Altra tappa irrinunciabile è quella che, anticipata dalla Scapigliatura, segna «l’apogeo della novella italiana» nel periodo compreso «tra l’affermarsi del verismo (…) e gli anni che chiudono l’età del modernismo precipitando verso la Seconda guerra mondiale» (Castellana, p.193): è qui che non solo si collocano alcune delle figure più autorevoli della narrativa breve (non solo italiana: si pensi a Verga, Pirandello, Tozzi), ma si avvia quel processo di emancipazione dalle «ipoteche moralistiche» che affranca addirittura il genere «dall’uso della parola stessa “novella”, che negli anni Trenta e Quaranta si fa da parte per lasciare il posto al nome (e al genere) del “racconto”» (Castellana, p.194). Le conseguenze di questo affrancamento sono di portata capitale: esse riguardano tanto le modalità quanto le finalità della narrazione, proiettandola in quella «tensione tutta novecentesca» che definitivamente erode «la contrapposizione fra il romanzo – tendenzialmente lungo, articolato, complesso, genere normativo – e il “controgenere” del racconto breve, limitato, semplice, frammentario e singolativo» (Iacoli, p.220).

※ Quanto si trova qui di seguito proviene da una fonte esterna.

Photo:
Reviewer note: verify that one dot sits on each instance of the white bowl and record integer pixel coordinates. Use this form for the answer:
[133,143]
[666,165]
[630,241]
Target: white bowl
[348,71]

Pertanto, in quel «campo di tensioni» che è il sistema letterario italiano (Menetti, p.30), la novella, proprio per la sua longevità e flessibilità, costituisce territorio privilegiato di osservazione di quelle trasformazioni nella postura del narratore, nel rapporto tra fabula e intreccio, nella relazione tra tempo della storia e tempo del racconto, che possiamo considerare altrettante allegorie della difficile definizione dell’identità individuale e collettiva.

Saper vivere in brigata

Ragioni di spazio ci impediscono di entrare nel dettaglio dell’opera; e tuttavia c’è almeno un altro aspetto che ci sembra quasi doveroso porre in luce ed è una qualità non sempre presente in altre opere analogamente nate dalla collaborazione di ottimi studiosi: quella che Menetti, alludendo al Decameron, chiama «dimensione conversativa collettiva» (p.48):

Ciò che resterà a lungo dopo Boccaccio non sarà l’architettura dell’opera, peraltro inimitabile, ma l’impronta della sua lezione più profonda: saper vivere in brigata e saper creare una comunità di liberi intellettuali che cercano una nuova idea di letteratura e una nuova idea di società (p.49)

Ci piace rilanciare questa «lezione» come chiave di lettura di questo lavoro collettivo. Il lettore che scorre con attenzione il volume si accorge velocemente della «dinamica dialogica» (p.48) tra i dieci interventi che lo compongono; i quali non si accampano scrupolosi e prudenti nell’area assegnata, limitandosi a svolgere (e già non sarebbe poco) rigorosamente e onestamente il proprio compito, ma creano davvero le condizioni per una riflessione condivisa, che si illumina e si arricchisce del contributo di ciascuno. E questo, in un’epoca segnata dall’individualismo sterile ed esclusivo degli studi umanistici, è da ritenersi, a nostro avviso, valore aggiunto e invito – a chi pratica la letteratura, ma non solo – a creare comunità di liberi intellettuali alla ricerca di una nuova idea di società.